Dieu sait que j'ai adoré détester cette garce de Milady au fil de mes lectures de Dumas, l'espionne, la traîtresse, la dépravée abjecte qui détruit tout sur son passage, qui trompe d'Artagnan, qui a fait d'Athos cet homme taciturne et désespéré. Bon, pour être tout à fait honnête, prenant de l'âge, je lui aurait presque été reconnaissante de la partie sus-mentionnée... C'est que l'homme brun et taciturne a un je ne sais quoi de fascinant en littérature. Surtout avec quelques cicatrices. Or un mousquetaire... Bref. Je m'égare. Milady donc.

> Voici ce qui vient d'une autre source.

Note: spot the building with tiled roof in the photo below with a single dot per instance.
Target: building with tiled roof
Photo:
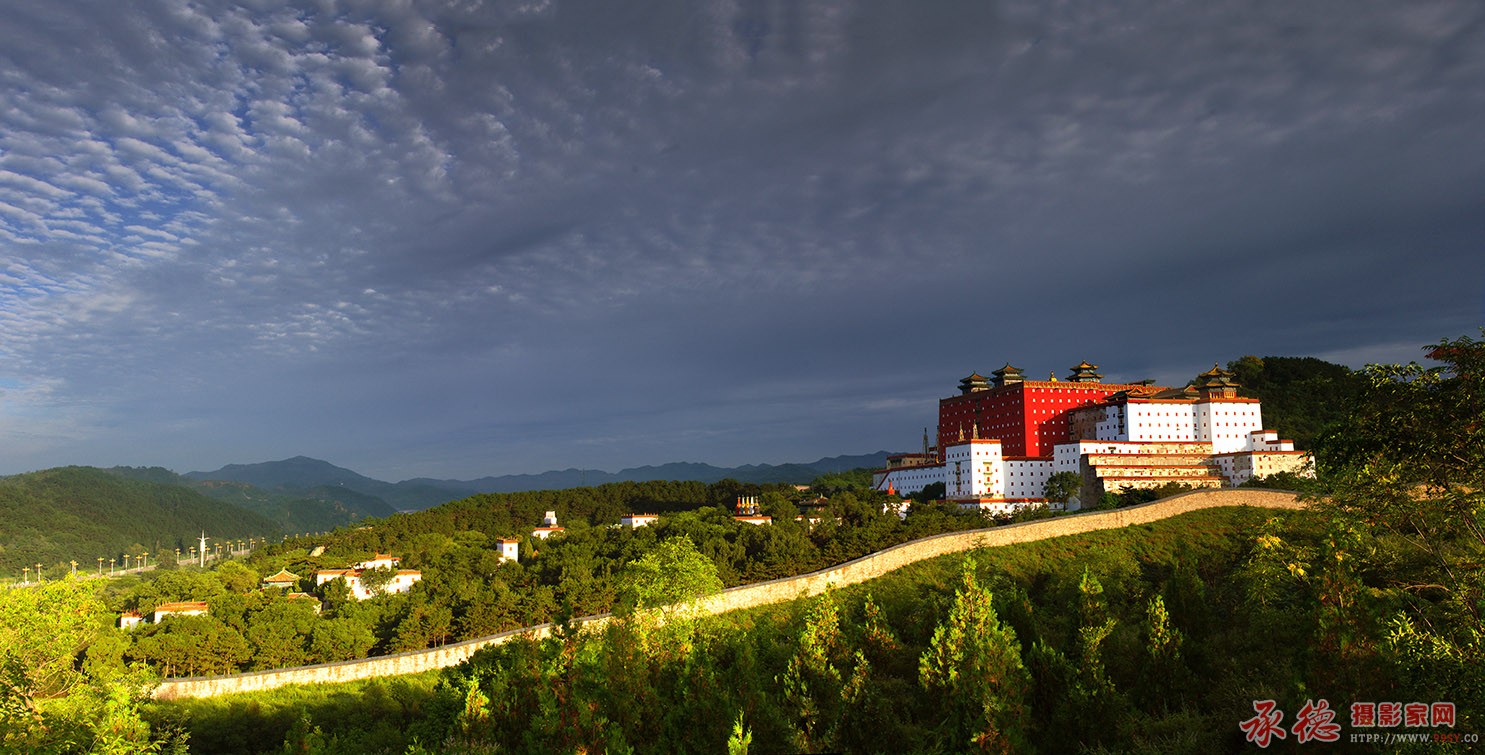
(639, 520)
(184, 608)
(401, 581)
(1001, 439)
(282, 580)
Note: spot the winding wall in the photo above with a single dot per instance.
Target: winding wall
(749, 595)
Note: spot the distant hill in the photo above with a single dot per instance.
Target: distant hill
(302, 474)
(317, 509)
(1301, 394)
(55, 516)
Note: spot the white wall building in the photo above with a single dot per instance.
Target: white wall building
(401, 581)
(639, 520)
(1141, 436)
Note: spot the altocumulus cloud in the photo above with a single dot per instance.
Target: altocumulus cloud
(477, 238)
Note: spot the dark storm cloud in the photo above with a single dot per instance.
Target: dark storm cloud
(461, 240)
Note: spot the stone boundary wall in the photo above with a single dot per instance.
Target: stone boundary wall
(856, 571)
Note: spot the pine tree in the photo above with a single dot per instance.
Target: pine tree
(974, 663)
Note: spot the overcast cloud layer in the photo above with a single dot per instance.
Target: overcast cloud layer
(456, 238)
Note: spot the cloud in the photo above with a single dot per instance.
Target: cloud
(698, 228)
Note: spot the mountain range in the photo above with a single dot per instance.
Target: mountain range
(305, 476)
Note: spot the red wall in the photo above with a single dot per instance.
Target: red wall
(1028, 418)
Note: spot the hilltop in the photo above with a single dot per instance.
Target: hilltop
(306, 476)
(55, 516)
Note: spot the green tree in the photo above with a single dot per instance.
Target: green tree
(1062, 486)
(1405, 480)
(673, 572)
(974, 663)
(816, 676)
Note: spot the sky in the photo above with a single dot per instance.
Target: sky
(459, 238)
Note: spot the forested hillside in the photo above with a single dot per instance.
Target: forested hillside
(1301, 394)
(1159, 638)
(79, 513)
(312, 510)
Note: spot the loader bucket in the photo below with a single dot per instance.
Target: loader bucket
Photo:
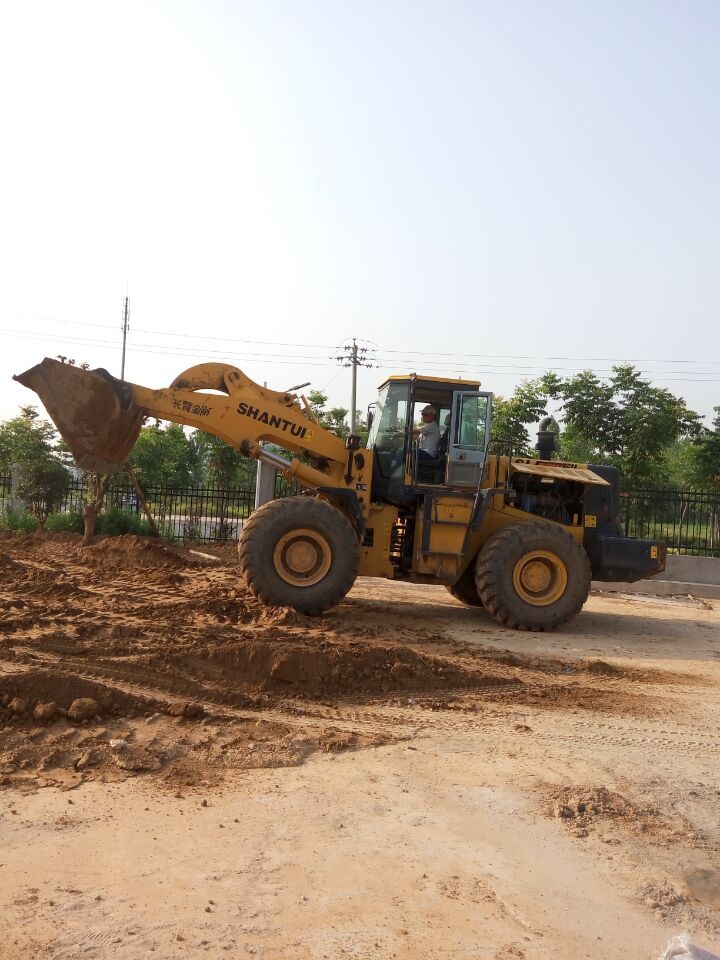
(93, 411)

Milady qui ne fut pas toujours Milady. Dans mon souvenir, Dumas effleure son histoire pour mieux effrayer, condamner l'âge damnée du cardinal. C'est que là où il y a capes et épées, il faut bien des méchants. Quant aux raisons de ses actes, en faut-il seulement?
Pour Agnès Maupé, la réponse est manifestement oui et, sous sa plume, c'est un destin tragique qui prend forme. Belle, dangereuse, sans vergogne, Milady l'est toujours, mais sous les actes qu'elle commet pour son propre compte et pour celui du cardinal de Richelieu, se révèlent les drames et les violences dont elle a été victime, la naïveté qui affleure par moment et l'espoir déçu que les blessures peuvent guérir et le passer s'effacer. Nécessité faisant loi, Milady est devenue une louve, qui, de victime, s'est faite vengeresse. Et qui pourrait lui en vouloir? C'est un portrait nuancé qui s'ébauche puis s'affirme, celui d'une femme qui s'est voulue libre et qui a payé cette liberté au prix fort avant de se heurter inéluctablement à la loi des hommes: on frémit au fil des pages de découvrir les épreuves qu'elle traverse, le coeur serré de l'aveu d'une naïveté folle qu'elle ose: "C'est la première fois que j'ai une amie, vous savez?"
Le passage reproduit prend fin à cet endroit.